TearDrop Golf, the struggling owners of Ram and Tommy Armour, have agreed a new credit facility worth up to $30 million (£18.75 million) from Textron.
The cash injection, to consist of $8 million (£5 million) term loans, is subject to a due-diligence process which will Textron’s senior credit committee will complete by the end of this month.
Rudy Slucker, TearDrop’s president and ceo, said: “Since Textron own E-Z-GO carts and finance many golf real-estate venues, they certainly understand this industry and the future potential of our company.”
TearDrop Golf’s second-quarter sales up to June 30, 1999, were £14 million compared to £12.25 million for the same period last year. But second-quarter profits were down to less than £350,000 from last year’s figure of more than £800,000.

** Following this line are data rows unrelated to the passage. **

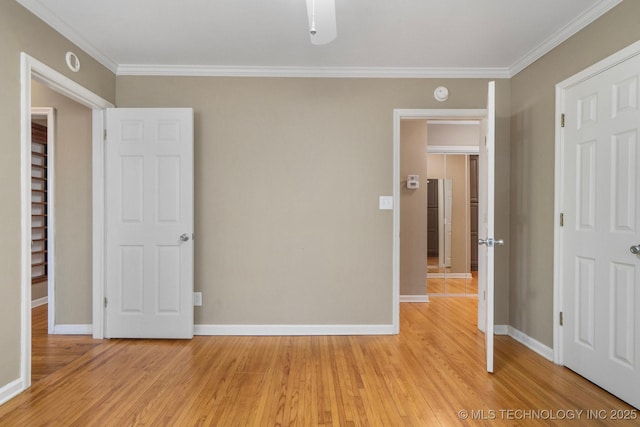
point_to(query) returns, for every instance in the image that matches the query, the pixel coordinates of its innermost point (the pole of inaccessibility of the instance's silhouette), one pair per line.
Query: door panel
(486, 166)
(149, 168)
(601, 277)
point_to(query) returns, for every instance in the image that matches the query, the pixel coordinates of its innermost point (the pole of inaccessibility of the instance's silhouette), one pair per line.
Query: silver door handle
(491, 242)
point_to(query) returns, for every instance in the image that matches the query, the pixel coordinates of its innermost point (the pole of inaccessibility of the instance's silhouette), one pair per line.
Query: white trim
(433, 294)
(49, 114)
(611, 61)
(38, 302)
(449, 275)
(501, 329)
(577, 24)
(98, 221)
(414, 298)
(453, 149)
(325, 72)
(39, 9)
(73, 330)
(288, 330)
(31, 68)
(400, 114)
(524, 339)
(454, 122)
(10, 390)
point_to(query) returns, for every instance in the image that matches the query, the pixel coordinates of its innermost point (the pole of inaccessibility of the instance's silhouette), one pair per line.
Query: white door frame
(561, 88)
(48, 114)
(413, 114)
(31, 68)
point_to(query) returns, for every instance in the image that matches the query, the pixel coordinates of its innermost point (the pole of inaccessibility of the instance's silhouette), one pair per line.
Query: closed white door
(486, 240)
(600, 274)
(149, 211)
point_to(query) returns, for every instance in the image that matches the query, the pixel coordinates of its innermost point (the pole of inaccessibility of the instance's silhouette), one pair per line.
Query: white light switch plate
(386, 203)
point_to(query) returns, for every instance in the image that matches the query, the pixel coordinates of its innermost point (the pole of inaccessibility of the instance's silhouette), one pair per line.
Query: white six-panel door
(600, 274)
(149, 217)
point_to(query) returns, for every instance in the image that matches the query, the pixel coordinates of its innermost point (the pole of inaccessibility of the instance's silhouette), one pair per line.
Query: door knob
(491, 242)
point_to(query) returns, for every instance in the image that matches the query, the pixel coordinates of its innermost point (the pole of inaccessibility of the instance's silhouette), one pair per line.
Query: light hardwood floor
(424, 376)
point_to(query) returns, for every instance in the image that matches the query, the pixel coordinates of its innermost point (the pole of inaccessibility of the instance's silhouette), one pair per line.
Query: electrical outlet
(197, 299)
(386, 203)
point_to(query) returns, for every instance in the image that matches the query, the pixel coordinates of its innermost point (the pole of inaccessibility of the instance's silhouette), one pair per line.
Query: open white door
(149, 218)
(486, 241)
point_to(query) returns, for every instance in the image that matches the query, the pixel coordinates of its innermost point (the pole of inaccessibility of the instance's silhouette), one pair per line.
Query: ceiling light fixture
(322, 21)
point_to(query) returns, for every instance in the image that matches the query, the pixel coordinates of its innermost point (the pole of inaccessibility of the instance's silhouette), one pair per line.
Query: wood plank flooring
(424, 376)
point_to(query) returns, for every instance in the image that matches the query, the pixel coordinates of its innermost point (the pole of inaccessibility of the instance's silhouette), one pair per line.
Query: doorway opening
(452, 207)
(446, 115)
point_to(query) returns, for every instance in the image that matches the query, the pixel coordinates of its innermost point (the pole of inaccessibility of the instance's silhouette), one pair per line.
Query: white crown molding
(51, 19)
(577, 24)
(290, 330)
(37, 8)
(328, 72)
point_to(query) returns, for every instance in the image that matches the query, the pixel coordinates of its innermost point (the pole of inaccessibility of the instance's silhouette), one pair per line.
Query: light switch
(386, 203)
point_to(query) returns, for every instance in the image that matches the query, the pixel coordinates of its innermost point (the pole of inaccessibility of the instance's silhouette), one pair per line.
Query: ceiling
(376, 38)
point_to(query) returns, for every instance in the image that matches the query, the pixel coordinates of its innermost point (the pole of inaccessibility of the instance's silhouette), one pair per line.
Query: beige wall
(413, 208)
(532, 163)
(72, 205)
(454, 135)
(21, 31)
(288, 174)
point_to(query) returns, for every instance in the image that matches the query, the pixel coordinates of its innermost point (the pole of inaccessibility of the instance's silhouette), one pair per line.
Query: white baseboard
(10, 390)
(285, 330)
(40, 301)
(414, 298)
(526, 340)
(72, 330)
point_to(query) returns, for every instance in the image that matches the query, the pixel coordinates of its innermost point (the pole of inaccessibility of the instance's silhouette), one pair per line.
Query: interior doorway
(400, 187)
(452, 204)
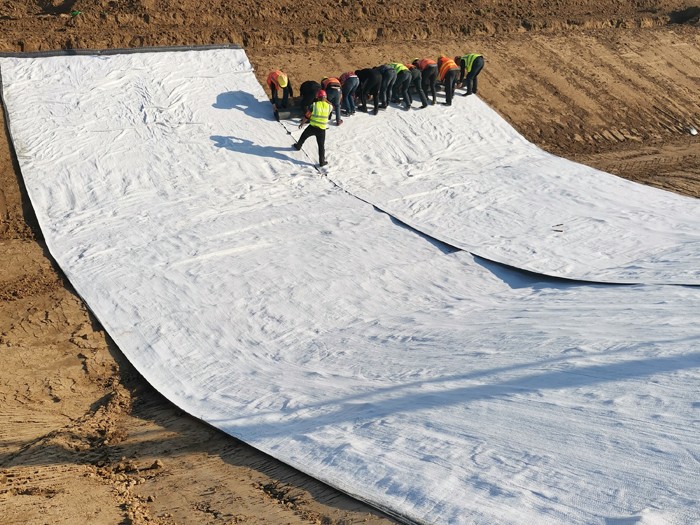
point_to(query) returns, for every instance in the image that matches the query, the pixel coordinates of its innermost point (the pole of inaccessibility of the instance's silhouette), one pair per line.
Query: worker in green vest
(470, 66)
(317, 116)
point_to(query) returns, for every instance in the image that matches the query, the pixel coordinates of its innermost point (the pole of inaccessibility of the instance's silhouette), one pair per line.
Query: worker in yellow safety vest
(447, 73)
(469, 65)
(317, 116)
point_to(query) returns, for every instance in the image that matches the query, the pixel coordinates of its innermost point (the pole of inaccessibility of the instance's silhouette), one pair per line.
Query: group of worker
(392, 82)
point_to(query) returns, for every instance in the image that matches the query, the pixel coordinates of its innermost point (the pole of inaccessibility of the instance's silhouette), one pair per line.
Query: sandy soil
(83, 438)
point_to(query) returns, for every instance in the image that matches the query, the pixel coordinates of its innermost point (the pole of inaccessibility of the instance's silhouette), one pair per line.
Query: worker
(428, 69)
(388, 80)
(317, 117)
(308, 91)
(349, 82)
(470, 64)
(277, 80)
(370, 82)
(447, 73)
(333, 89)
(416, 82)
(403, 81)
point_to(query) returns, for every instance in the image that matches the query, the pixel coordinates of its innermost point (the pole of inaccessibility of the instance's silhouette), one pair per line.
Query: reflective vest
(469, 61)
(345, 76)
(447, 65)
(398, 67)
(273, 78)
(422, 64)
(320, 113)
(330, 83)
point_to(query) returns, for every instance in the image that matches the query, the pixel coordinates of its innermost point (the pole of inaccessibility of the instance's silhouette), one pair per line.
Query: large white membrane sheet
(256, 295)
(477, 184)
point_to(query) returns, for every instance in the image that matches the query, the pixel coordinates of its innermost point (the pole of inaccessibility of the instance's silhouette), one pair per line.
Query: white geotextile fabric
(479, 185)
(259, 297)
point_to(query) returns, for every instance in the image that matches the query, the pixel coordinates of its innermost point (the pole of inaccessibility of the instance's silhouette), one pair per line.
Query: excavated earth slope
(613, 84)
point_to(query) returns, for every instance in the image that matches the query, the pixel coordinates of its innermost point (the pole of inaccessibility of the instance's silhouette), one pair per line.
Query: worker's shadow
(245, 102)
(249, 147)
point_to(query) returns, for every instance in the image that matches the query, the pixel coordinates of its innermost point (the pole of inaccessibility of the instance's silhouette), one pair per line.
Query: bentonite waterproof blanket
(257, 295)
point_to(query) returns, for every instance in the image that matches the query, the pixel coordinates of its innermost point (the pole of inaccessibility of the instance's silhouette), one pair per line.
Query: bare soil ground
(83, 438)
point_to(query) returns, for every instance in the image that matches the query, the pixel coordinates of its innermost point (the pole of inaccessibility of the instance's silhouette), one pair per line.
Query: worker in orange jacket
(277, 80)
(447, 73)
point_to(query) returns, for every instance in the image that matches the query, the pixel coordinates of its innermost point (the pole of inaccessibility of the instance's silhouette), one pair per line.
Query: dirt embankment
(83, 439)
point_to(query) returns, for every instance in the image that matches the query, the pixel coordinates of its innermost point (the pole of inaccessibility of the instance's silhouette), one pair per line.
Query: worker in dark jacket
(317, 117)
(277, 80)
(332, 87)
(417, 83)
(308, 91)
(350, 83)
(370, 82)
(388, 80)
(429, 72)
(469, 65)
(403, 81)
(447, 73)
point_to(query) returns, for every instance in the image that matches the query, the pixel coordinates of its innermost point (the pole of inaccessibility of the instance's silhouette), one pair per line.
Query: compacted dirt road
(83, 438)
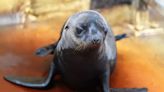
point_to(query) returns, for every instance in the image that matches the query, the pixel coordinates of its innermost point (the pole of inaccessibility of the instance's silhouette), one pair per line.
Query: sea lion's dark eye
(79, 31)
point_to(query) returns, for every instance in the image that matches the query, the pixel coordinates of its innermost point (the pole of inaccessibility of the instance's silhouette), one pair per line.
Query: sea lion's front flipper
(34, 83)
(129, 89)
(120, 36)
(46, 50)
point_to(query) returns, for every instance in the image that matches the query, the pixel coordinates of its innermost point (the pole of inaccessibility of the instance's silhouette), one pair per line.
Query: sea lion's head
(83, 30)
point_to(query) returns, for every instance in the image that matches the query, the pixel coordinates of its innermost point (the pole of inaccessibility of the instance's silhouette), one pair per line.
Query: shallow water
(140, 60)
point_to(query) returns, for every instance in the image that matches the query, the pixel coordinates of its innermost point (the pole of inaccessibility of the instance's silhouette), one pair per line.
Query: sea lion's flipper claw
(34, 83)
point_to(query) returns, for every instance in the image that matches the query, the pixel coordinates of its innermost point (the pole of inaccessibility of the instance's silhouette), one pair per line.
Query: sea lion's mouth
(94, 46)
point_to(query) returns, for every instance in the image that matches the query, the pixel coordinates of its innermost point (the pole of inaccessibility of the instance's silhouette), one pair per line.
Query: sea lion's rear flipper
(34, 83)
(46, 50)
(120, 36)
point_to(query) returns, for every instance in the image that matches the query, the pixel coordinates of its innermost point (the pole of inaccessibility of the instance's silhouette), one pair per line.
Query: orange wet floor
(140, 60)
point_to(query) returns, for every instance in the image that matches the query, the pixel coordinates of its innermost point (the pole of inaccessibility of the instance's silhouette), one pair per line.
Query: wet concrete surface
(140, 60)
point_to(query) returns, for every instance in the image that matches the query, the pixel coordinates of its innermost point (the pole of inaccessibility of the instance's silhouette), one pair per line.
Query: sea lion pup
(85, 54)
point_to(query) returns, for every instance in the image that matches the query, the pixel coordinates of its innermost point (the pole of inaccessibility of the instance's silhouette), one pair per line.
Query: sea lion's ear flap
(42, 52)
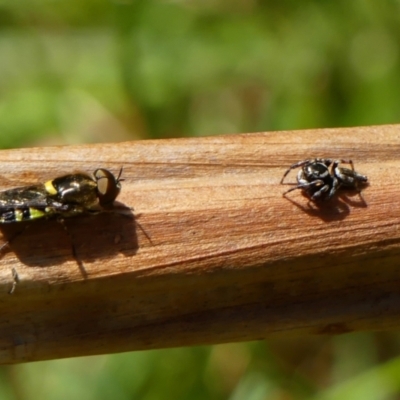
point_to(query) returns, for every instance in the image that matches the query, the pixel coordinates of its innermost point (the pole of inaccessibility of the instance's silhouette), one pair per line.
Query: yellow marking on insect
(35, 213)
(18, 215)
(50, 189)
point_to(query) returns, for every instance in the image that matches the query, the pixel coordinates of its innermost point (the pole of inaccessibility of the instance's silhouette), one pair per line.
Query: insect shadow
(87, 238)
(335, 209)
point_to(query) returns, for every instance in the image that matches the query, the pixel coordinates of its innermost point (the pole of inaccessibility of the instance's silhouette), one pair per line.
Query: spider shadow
(85, 239)
(335, 209)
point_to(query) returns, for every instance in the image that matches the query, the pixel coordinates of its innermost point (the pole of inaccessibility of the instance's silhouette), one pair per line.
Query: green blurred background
(79, 71)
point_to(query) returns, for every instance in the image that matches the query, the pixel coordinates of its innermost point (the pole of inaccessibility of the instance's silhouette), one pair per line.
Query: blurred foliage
(96, 70)
(91, 70)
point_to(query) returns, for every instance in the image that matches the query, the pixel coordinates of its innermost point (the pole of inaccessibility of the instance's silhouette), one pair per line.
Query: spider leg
(305, 185)
(296, 165)
(335, 186)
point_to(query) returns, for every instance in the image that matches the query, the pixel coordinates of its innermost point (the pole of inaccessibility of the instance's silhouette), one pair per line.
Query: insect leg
(15, 280)
(305, 185)
(73, 249)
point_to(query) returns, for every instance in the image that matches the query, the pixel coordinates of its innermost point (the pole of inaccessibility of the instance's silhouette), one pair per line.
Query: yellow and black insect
(66, 196)
(62, 197)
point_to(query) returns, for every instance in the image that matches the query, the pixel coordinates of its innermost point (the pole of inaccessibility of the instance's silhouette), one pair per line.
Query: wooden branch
(213, 253)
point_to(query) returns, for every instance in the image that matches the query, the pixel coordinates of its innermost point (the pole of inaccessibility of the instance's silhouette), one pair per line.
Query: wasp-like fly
(63, 197)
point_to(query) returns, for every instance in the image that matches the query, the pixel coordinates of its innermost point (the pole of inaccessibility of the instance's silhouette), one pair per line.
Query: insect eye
(108, 187)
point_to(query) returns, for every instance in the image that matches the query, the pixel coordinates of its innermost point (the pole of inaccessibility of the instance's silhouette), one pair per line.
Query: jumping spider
(321, 182)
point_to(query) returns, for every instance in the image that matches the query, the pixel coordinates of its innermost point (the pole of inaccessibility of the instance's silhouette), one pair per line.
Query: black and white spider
(321, 178)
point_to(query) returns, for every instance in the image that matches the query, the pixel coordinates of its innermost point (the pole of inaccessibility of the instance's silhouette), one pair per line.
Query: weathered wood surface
(213, 253)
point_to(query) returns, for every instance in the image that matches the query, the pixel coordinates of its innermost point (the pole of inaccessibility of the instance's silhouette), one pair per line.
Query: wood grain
(212, 252)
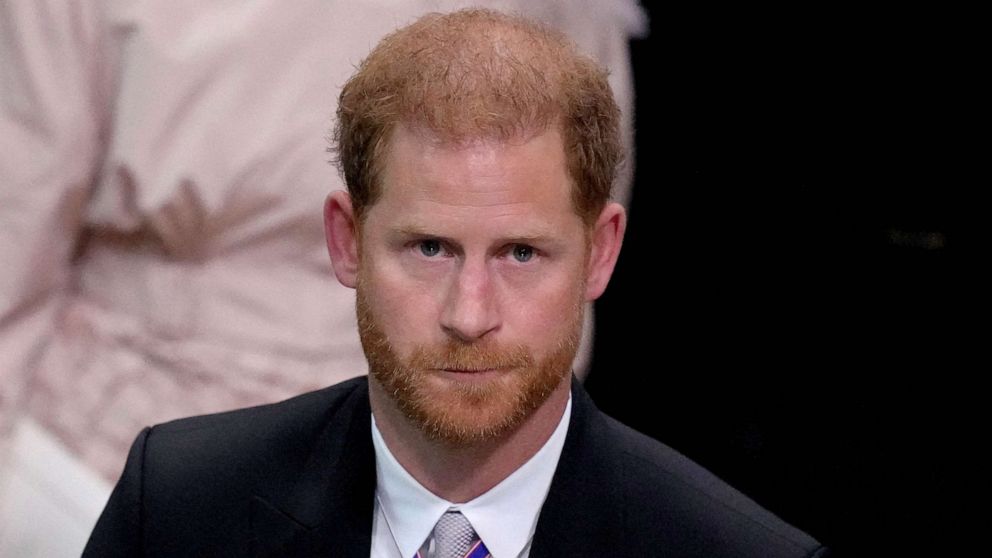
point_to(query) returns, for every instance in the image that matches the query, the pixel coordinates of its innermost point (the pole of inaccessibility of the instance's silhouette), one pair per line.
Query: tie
(454, 537)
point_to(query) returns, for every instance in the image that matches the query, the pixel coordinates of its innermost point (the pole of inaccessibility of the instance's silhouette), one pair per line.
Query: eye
(430, 248)
(522, 253)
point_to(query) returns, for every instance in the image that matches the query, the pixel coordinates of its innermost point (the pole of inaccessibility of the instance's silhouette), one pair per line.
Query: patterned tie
(454, 537)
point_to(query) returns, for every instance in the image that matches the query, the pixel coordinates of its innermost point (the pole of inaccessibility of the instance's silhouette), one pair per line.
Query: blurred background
(797, 303)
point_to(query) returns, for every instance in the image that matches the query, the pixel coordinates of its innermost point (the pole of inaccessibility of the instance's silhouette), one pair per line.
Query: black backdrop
(793, 307)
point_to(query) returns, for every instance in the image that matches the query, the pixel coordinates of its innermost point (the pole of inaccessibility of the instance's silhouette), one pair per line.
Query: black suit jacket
(297, 478)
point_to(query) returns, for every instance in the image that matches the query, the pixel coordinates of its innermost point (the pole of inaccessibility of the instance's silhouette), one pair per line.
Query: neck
(460, 473)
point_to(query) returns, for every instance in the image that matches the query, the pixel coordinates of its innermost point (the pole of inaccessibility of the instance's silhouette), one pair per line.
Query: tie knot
(453, 536)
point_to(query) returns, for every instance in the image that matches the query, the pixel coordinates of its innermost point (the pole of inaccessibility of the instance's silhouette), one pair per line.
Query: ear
(607, 236)
(341, 231)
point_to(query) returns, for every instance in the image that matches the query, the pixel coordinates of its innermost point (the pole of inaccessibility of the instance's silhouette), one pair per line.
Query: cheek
(404, 308)
(541, 315)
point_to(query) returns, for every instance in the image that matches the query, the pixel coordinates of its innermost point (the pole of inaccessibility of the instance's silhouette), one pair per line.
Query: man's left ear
(607, 236)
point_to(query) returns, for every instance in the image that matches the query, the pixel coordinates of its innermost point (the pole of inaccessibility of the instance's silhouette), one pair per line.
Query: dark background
(796, 306)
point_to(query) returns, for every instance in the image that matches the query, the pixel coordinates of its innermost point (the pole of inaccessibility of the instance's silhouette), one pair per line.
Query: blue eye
(522, 253)
(430, 248)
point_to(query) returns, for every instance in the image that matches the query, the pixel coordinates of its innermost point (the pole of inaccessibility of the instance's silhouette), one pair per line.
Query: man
(479, 151)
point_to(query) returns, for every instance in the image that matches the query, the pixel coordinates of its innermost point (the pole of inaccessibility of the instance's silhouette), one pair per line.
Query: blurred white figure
(162, 173)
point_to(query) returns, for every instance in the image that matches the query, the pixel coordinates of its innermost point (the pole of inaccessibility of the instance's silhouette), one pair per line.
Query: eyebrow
(536, 238)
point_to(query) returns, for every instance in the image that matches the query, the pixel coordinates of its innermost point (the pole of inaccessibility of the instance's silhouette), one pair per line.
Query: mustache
(458, 356)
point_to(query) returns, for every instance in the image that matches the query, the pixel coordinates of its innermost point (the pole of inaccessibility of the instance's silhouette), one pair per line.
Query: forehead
(522, 181)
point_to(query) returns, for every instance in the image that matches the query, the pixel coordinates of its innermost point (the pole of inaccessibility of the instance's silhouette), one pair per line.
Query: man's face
(471, 281)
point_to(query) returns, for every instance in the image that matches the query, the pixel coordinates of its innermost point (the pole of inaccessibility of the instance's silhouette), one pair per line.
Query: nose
(470, 309)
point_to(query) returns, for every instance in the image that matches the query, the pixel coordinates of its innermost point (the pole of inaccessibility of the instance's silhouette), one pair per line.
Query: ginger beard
(466, 413)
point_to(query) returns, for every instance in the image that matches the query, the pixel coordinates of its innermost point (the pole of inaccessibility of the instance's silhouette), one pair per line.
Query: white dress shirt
(505, 517)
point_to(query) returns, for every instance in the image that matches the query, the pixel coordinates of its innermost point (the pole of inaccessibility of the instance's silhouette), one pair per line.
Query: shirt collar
(504, 517)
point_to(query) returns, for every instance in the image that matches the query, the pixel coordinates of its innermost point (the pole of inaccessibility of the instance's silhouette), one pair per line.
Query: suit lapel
(329, 510)
(580, 516)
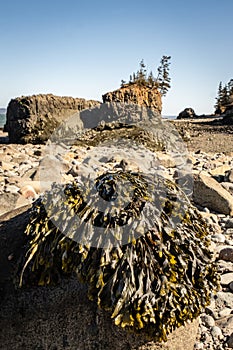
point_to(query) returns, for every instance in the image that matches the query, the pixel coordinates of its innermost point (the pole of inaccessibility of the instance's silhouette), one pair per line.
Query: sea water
(3, 118)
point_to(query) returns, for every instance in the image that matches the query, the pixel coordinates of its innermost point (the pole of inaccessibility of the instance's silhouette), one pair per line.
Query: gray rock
(216, 332)
(229, 231)
(32, 119)
(11, 188)
(229, 223)
(228, 186)
(207, 192)
(226, 279)
(208, 321)
(187, 113)
(218, 238)
(229, 175)
(224, 299)
(225, 312)
(226, 254)
(226, 325)
(48, 318)
(230, 341)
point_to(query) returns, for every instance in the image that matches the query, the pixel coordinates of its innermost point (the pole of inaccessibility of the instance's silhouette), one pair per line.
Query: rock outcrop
(187, 113)
(32, 119)
(135, 94)
(228, 115)
(207, 192)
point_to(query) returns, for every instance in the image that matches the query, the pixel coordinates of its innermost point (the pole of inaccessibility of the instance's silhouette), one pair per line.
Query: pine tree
(123, 82)
(163, 78)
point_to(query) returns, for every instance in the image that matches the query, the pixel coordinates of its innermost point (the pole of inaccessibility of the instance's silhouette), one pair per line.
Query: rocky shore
(210, 148)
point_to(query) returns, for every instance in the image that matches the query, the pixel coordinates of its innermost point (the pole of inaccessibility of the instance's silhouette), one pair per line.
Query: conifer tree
(163, 78)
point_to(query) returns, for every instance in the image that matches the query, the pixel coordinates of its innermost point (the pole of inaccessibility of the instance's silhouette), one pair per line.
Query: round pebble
(218, 237)
(208, 321)
(230, 341)
(216, 332)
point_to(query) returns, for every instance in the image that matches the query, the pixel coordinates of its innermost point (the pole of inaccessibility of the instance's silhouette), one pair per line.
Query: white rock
(225, 312)
(227, 278)
(11, 189)
(230, 341)
(207, 192)
(208, 321)
(216, 332)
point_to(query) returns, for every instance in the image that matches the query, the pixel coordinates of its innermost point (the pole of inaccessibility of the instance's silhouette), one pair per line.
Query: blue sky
(84, 48)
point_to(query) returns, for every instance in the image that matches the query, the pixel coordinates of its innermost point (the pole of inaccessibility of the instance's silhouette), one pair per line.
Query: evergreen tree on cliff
(163, 78)
(162, 82)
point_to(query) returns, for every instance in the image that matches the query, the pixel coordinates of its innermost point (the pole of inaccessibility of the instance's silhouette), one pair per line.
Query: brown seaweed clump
(147, 262)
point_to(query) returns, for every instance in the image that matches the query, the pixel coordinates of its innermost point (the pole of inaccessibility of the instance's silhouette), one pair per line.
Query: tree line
(143, 78)
(224, 96)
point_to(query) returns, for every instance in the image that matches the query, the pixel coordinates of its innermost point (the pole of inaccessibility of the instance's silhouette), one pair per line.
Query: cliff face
(140, 95)
(228, 114)
(32, 119)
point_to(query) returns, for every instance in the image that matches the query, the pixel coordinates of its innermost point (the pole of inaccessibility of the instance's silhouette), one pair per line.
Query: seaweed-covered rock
(147, 263)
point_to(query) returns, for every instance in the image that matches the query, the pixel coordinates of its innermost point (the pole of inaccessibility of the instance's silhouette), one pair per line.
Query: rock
(208, 321)
(225, 312)
(136, 94)
(187, 113)
(224, 299)
(221, 170)
(207, 192)
(216, 332)
(32, 119)
(6, 166)
(12, 188)
(226, 324)
(228, 186)
(226, 254)
(230, 341)
(227, 278)
(28, 192)
(229, 176)
(229, 223)
(218, 238)
(7, 201)
(49, 317)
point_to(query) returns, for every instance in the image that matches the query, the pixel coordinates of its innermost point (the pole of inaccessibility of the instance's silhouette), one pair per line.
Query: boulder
(228, 114)
(207, 192)
(32, 119)
(135, 94)
(61, 317)
(187, 113)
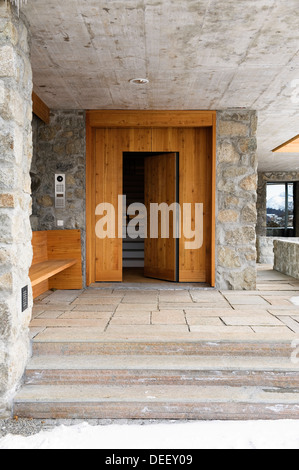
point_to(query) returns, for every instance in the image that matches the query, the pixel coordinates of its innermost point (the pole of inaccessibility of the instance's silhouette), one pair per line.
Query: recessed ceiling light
(139, 81)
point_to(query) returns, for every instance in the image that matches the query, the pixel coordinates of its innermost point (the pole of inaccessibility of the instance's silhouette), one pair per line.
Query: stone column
(15, 200)
(236, 199)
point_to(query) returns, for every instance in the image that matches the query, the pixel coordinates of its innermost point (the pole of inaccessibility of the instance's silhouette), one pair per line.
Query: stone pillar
(236, 200)
(15, 200)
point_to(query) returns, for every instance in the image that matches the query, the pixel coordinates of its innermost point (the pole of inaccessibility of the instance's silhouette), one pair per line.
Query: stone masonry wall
(15, 200)
(236, 199)
(286, 257)
(60, 147)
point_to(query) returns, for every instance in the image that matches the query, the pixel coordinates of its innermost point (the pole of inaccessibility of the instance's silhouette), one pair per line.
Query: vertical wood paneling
(110, 146)
(160, 187)
(197, 150)
(192, 145)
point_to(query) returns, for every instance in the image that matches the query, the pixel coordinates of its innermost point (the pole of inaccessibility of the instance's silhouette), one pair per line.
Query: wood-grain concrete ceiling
(197, 54)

The decrease in profitability has been attributed to an increase in expenses for the quarter of £1 million, but TearDrop has not said what the extra money was spent on.
“The year 2000 has the potential to be our breakout year. Our new Tommy Armour Evo Irons that are just being introduced on the PGA Tour are generating a great deal of excitement,” said Slucker. A new line of Ram Accubar irons and woods, and several new lines of milled putters are also in the pipeline.
TearDrop have also requested a meeting with the Nasdaq listing qualifications panel to request an extension for fulfilling their capitalisation and net-income compliance conditions.
Slucker, who expects the company to be given a hearing in October, said: “I feel comfortable that they will give us time to work on our turnaround.”
His greatest problem, though, will be to explain how he envisaged taking three companies (TearDrop, Ram and Armour) which were each losing money and making them profitable overnight. Sales initially looked good due to product dumping, but funds are low and the share price is now in danger of collapsing.